The disappointment of one who, as he puts it, is “a boy who wants to play football, so of course I wanted to start the game” is softened by the fact that he has just returned after six months out injured, yet what has just happened out on the pitch has revealed how the landscape at Arsenal has changed for him. There was a time, as the coming man, when everything revolved around him. But Santi Cazorla ran the show against Aston Villa and underlined why there is a fight ahead for Wilshere when the new season comes around.

Two vignettes in the game’s last three minutes – as the last capitulation of Tim Sherwood’s Villa revealed that we are too hasty to proclaim new managers as saviours – underlined what Wilshere is up against. Cazorla, whose absence from the Professional Footballers’ Association team of the year is staggering, cracked a 40-yard diagonal pass smack on to Aaron Ramsey’s left foot.
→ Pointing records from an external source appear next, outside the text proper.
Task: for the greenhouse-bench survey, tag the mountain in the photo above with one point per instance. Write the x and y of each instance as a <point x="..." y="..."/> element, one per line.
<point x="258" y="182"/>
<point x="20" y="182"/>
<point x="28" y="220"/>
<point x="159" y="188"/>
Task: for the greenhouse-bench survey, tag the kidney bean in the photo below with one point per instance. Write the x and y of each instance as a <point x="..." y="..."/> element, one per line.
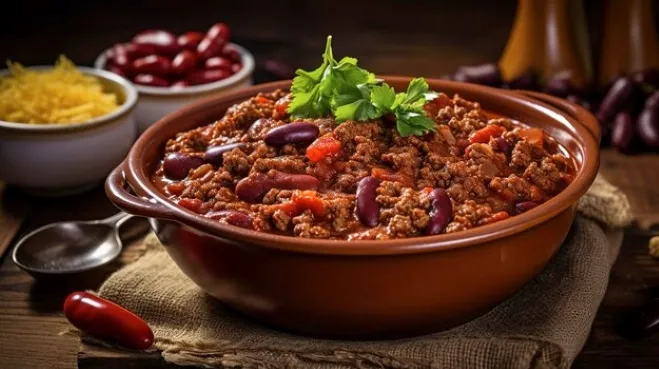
<point x="214" y="154"/>
<point x="296" y="133"/>
<point x="180" y="84"/>
<point x="233" y="217"/>
<point x="218" y="62"/>
<point x="184" y="62"/>
<point x="648" y="126"/>
<point x="153" y="64"/>
<point x="104" y="319"/>
<point x="367" y="209"/>
<point x="160" y="41"/>
<point x="190" y="40"/>
<point x="150" y="80"/>
<point x="209" y="47"/>
<point x="616" y="99"/>
<point x="504" y="145"/>
<point x="622" y="134"/>
<point x="232" y="53"/>
<point x="200" y="77"/>
<point x="648" y="77"/>
<point x="253" y="187"/>
<point x="652" y="101"/>
<point x="526" y="81"/>
<point x="524" y="206"/>
<point x="486" y="74"/>
<point x="177" y="165"/>
<point x="441" y="213"/>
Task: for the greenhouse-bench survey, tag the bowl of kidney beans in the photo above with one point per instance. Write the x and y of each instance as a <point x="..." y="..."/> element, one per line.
<point x="171" y="70"/>
<point x="627" y="107"/>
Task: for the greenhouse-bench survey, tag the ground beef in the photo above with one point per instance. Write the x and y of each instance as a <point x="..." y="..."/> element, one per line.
<point x="483" y="177"/>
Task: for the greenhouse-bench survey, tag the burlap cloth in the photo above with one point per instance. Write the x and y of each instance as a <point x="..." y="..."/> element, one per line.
<point x="543" y="326"/>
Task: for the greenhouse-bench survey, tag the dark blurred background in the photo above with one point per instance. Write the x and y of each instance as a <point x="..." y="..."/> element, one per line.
<point x="388" y="36"/>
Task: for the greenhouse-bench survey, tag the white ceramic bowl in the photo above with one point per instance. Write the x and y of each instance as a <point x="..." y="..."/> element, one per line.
<point x="62" y="159"/>
<point x="156" y="102"/>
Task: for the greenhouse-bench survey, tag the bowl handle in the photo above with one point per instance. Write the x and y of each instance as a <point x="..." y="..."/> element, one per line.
<point x="573" y="110"/>
<point x="115" y="189"/>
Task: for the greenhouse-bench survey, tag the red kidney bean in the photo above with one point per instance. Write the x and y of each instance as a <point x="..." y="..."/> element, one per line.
<point x="209" y="47"/>
<point x="486" y="74"/>
<point x="200" y="77"/>
<point x="177" y="165"/>
<point x="622" y="134"/>
<point x="296" y="133"/>
<point x="616" y="99"/>
<point x="219" y="30"/>
<point x="504" y="145"/>
<point x="214" y="154"/>
<point x="150" y="80"/>
<point x="526" y="81"/>
<point x="218" y="62"/>
<point x="524" y="206"/>
<point x="232" y="53"/>
<point x="153" y="64"/>
<point x="180" y="84"/>
<point x="649" y="77"/>
<point x="647" y="125"/>
<point x="367" y="209"/>
<point x="184" y="62"/>
<point x="104" y="319"/>
<point x="253" y="187"/>
<point x="190" y="40"/>
<point x="233" y="217"/>
<point x="652" y="101"/>
<point x="441" y="213"/>
<point x="162" y="42"/>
Then Wilshere, who had arrived for Mesut Özil with just over 10 minutes of normal time remaining, placed a short ball for Ramsey which ran out of play in front of him on the right touchline. Ramsey seemed to veil what just about added up to frustration. You felt in that moment that Wilshere was the intruder in a team which was doing perfectly well without him, thanks all the same.

He is discovering how competitive life at an elite club really is – and how it probably ought to have been when he was breaking into the ranks, had Arsène Wenger’s squad only been well enough equipped. “The competition is ferocious and it’s going to be the same next season,” Wilshere said. “It’s part of football. When I first started at Arsenal there was players like [Cesc] Fabregas, [Samir] Nasri and [Alex] Song and people were saying I wouldn’t play, that I might have to go out on loan again to get some game time…” But that was a part of his professional development. It was self-evident he would return from Bolton with a position to fill in 2010.
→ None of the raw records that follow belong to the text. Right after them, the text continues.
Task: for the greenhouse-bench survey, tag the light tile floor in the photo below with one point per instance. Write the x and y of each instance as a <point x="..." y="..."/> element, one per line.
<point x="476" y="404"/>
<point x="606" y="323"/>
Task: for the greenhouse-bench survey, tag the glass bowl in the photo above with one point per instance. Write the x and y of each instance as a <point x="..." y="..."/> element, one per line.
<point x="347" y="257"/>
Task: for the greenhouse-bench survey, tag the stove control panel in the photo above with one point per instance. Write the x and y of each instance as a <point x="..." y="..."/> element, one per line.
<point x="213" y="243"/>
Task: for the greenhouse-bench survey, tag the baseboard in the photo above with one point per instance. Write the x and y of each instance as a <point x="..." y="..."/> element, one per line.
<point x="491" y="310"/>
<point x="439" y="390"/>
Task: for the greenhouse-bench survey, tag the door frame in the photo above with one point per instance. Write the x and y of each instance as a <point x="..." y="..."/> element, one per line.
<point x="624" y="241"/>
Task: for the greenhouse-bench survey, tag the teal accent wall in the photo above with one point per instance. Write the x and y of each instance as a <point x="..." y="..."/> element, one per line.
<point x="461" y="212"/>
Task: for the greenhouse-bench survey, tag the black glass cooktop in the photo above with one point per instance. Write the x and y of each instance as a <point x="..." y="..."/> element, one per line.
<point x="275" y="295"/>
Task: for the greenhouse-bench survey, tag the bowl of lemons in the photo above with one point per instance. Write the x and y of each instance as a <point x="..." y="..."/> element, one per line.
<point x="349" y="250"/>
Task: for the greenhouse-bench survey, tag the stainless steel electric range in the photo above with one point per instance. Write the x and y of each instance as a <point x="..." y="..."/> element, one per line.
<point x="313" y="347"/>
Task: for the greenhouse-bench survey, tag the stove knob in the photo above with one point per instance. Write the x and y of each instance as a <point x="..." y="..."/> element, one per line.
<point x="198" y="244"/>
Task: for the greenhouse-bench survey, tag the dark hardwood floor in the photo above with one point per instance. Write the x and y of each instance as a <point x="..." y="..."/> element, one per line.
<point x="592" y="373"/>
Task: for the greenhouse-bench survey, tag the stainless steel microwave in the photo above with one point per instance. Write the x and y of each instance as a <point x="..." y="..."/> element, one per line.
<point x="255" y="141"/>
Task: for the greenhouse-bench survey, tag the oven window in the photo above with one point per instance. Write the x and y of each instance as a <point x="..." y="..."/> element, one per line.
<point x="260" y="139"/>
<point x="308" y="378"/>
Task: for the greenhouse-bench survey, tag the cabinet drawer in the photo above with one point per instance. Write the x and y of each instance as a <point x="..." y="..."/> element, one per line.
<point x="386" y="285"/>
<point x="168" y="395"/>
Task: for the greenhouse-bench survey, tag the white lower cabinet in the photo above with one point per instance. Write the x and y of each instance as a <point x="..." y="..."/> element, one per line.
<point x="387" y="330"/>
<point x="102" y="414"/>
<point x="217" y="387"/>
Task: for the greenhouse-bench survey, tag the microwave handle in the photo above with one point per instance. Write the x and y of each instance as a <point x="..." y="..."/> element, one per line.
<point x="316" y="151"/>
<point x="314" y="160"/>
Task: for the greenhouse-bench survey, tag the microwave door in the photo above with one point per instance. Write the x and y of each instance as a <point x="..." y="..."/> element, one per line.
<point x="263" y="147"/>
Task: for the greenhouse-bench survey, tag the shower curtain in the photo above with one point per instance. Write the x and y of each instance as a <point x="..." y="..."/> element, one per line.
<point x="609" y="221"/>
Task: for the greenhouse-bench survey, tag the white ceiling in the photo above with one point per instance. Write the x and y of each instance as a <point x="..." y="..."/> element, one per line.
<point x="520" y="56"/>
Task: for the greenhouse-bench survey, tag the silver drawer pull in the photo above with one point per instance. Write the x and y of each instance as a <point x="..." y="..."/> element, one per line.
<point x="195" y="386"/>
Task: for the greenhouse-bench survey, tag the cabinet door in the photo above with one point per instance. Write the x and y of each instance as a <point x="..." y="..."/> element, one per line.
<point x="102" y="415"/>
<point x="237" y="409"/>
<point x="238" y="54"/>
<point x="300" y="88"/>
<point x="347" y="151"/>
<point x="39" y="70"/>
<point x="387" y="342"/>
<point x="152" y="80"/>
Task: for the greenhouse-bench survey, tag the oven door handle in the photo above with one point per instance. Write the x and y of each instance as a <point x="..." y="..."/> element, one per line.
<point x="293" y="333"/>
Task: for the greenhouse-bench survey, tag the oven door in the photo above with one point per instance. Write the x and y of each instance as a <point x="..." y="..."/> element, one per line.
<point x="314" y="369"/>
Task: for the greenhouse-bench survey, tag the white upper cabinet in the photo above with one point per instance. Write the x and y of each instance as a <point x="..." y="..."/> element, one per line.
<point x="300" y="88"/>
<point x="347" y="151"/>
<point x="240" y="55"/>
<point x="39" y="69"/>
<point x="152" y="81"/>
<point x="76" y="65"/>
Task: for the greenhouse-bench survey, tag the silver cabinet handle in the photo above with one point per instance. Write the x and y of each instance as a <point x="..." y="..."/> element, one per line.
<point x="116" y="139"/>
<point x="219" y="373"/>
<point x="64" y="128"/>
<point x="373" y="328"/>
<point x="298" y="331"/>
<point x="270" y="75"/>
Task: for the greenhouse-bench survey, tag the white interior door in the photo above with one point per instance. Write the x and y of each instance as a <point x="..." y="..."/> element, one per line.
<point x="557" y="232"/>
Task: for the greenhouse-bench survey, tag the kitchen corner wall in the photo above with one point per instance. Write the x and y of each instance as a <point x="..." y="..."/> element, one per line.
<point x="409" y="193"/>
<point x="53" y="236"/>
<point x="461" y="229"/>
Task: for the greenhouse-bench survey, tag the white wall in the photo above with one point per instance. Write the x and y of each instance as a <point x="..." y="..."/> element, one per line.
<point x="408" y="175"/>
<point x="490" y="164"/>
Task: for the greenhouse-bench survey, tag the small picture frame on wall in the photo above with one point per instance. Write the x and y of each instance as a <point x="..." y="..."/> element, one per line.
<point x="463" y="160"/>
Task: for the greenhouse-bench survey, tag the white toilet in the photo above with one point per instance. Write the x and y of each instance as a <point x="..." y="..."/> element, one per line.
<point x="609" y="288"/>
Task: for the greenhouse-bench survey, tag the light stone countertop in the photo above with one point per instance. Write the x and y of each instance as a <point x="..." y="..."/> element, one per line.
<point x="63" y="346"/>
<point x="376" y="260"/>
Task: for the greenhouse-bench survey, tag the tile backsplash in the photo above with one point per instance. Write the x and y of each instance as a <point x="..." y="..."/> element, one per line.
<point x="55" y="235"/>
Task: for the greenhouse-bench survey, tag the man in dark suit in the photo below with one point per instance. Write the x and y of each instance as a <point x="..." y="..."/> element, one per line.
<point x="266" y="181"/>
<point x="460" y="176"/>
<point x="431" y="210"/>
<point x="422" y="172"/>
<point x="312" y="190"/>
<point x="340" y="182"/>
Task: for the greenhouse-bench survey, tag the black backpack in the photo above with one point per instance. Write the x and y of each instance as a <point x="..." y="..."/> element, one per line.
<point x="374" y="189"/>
Wilshere’s difficulty is good news for those who follow Arsenal. There ought to be competition. But the search for the Arsenal central midfield role which seemed his entitlement has become scrambled. The discovery of Cazorla as a central midfielder, after two years in which Arsène Wenger seems to have overlooked where the Spaniard plays best, has coincided with Francis Coquelin’s emergence.
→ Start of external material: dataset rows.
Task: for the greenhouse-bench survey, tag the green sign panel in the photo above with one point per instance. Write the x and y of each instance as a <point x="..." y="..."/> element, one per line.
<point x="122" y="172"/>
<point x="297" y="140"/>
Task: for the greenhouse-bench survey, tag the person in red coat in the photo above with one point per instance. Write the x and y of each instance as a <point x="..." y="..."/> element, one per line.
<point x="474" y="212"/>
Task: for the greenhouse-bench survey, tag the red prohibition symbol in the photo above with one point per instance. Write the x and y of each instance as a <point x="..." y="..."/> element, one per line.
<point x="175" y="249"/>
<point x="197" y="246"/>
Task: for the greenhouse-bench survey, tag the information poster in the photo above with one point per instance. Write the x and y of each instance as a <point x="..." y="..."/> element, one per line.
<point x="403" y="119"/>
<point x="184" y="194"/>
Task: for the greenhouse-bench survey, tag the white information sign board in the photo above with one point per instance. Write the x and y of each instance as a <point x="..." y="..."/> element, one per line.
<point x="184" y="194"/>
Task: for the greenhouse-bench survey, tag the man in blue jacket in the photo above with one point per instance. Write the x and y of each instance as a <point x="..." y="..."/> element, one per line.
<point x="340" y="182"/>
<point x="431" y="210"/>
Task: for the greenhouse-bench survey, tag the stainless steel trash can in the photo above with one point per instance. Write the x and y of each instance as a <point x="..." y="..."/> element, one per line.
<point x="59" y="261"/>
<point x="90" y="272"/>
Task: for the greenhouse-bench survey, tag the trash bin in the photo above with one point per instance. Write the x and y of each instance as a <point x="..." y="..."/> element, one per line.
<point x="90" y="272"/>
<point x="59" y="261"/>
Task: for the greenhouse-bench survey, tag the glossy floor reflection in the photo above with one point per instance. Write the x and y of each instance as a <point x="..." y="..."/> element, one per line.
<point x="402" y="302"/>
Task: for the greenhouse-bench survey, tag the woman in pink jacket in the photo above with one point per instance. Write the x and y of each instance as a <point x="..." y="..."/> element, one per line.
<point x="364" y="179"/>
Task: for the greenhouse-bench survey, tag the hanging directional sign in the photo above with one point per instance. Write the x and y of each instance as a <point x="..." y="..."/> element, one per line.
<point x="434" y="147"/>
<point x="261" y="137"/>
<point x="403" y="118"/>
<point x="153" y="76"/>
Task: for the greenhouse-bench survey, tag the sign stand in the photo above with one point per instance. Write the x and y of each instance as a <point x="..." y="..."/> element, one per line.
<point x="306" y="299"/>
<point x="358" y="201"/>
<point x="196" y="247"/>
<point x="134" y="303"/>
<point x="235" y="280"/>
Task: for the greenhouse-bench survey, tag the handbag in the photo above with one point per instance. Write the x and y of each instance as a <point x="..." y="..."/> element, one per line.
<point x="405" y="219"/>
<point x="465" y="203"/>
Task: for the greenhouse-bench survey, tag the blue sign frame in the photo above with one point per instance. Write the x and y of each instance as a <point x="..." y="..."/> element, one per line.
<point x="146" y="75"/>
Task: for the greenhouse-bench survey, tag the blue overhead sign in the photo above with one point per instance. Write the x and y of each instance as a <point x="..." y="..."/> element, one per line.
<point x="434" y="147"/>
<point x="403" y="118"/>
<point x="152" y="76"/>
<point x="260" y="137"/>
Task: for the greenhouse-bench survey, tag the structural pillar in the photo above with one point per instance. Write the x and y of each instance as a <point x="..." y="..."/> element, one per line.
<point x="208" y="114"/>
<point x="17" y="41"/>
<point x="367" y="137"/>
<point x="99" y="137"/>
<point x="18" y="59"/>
The controversy Wilshere provoked with his raucous anti-Spurs celebrations, for a second year running, will not keep him out of any Arsenal team. But it did contribute to that old sense that one of the missing commodities with him is self-discipline. Such are the contours which allowed Wenger’s indifference – irritation, even – when it was put to him last week that Wilshere might be feeling a little unloved. “I’m still trying to get as fit as I can and the summer comes at a bad time for me,” Wilshere said. Then he left, declaring that Arsenal can genuinely covet the Premier League title now, yet wondering in his heart what part in securing it he will actually have.